We just picked up two nice large diaphragm mics (AT CAD's I think) and are thinking about doing the recording "ensemble style" since we perform that way.
 
Don't know how Del did it but I've recorded Bluegrass both tight mic'ed and with a single mic and do the "mix" by positioning players. I knid of like the single mic technique.
 
Just started doing this myself...have recently begun playing bass with a bluegrass combo. We're usually four (bass, mando, guitar and banjo), but sometimes we have two banjos.

We recorded a practice session a few weeks back using four mics through my Mackie 1202 board, with a stereo mix into my Boss BR-8 (I'm limited because the BR-8 can only record two tracks at a time). It came out good, but...

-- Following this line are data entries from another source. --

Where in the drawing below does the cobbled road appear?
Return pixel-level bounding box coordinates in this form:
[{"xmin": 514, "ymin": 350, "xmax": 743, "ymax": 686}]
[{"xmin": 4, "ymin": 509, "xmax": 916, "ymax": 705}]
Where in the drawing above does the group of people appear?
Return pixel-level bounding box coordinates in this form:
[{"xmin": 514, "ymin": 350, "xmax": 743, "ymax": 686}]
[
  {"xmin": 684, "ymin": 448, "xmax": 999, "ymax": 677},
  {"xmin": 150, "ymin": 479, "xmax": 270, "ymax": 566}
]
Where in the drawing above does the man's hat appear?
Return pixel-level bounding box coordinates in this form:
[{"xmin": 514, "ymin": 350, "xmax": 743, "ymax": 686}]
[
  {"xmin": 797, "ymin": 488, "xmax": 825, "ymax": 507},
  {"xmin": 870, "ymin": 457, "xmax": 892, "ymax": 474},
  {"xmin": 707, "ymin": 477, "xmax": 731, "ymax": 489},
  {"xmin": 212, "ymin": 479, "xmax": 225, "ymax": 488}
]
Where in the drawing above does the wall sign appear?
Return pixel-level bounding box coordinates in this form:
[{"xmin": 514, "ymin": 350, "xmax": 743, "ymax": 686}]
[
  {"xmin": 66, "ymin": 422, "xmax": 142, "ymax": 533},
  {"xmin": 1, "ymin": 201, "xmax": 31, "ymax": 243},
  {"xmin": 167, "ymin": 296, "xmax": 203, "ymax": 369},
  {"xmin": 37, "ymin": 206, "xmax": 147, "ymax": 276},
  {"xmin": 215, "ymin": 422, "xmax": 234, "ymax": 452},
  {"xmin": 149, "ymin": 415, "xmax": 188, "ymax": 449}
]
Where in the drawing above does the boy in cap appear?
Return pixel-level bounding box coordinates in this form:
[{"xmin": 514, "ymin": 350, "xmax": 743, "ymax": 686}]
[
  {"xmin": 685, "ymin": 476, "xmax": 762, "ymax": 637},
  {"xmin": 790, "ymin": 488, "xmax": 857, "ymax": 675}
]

I think next time I'm going to try the one-mic technique, with the "position mix." The only thing I worry about with that is that the guitar won't cut through, especially on his "solos."
 
It'll take some experimentation to get it right but what I did was put tape on the floor to mark where players stand and another spot marked on the floor where soloists would step up to to do there solos.
 
Recording Bluegrass

I only have limited experiance in recording Bluegrass, but I have discussed the topic with local engineers.

Although number of mics and placement varied, the overwelming consensus was a tight grouping around a single mic large diaphragm (basically a live recoring scenario). Some engineers liked to use 2 mics to achieve some stereo effect.

The best recorded sound (just tracking, no effects, etc.) I've heard was using one AT4033. Some argue the 4033 isn't a good vocal mic, but a bluegrass band isn't eating the mic - and the 4033 jsut seemed to pick up the stringed instruments very accurately.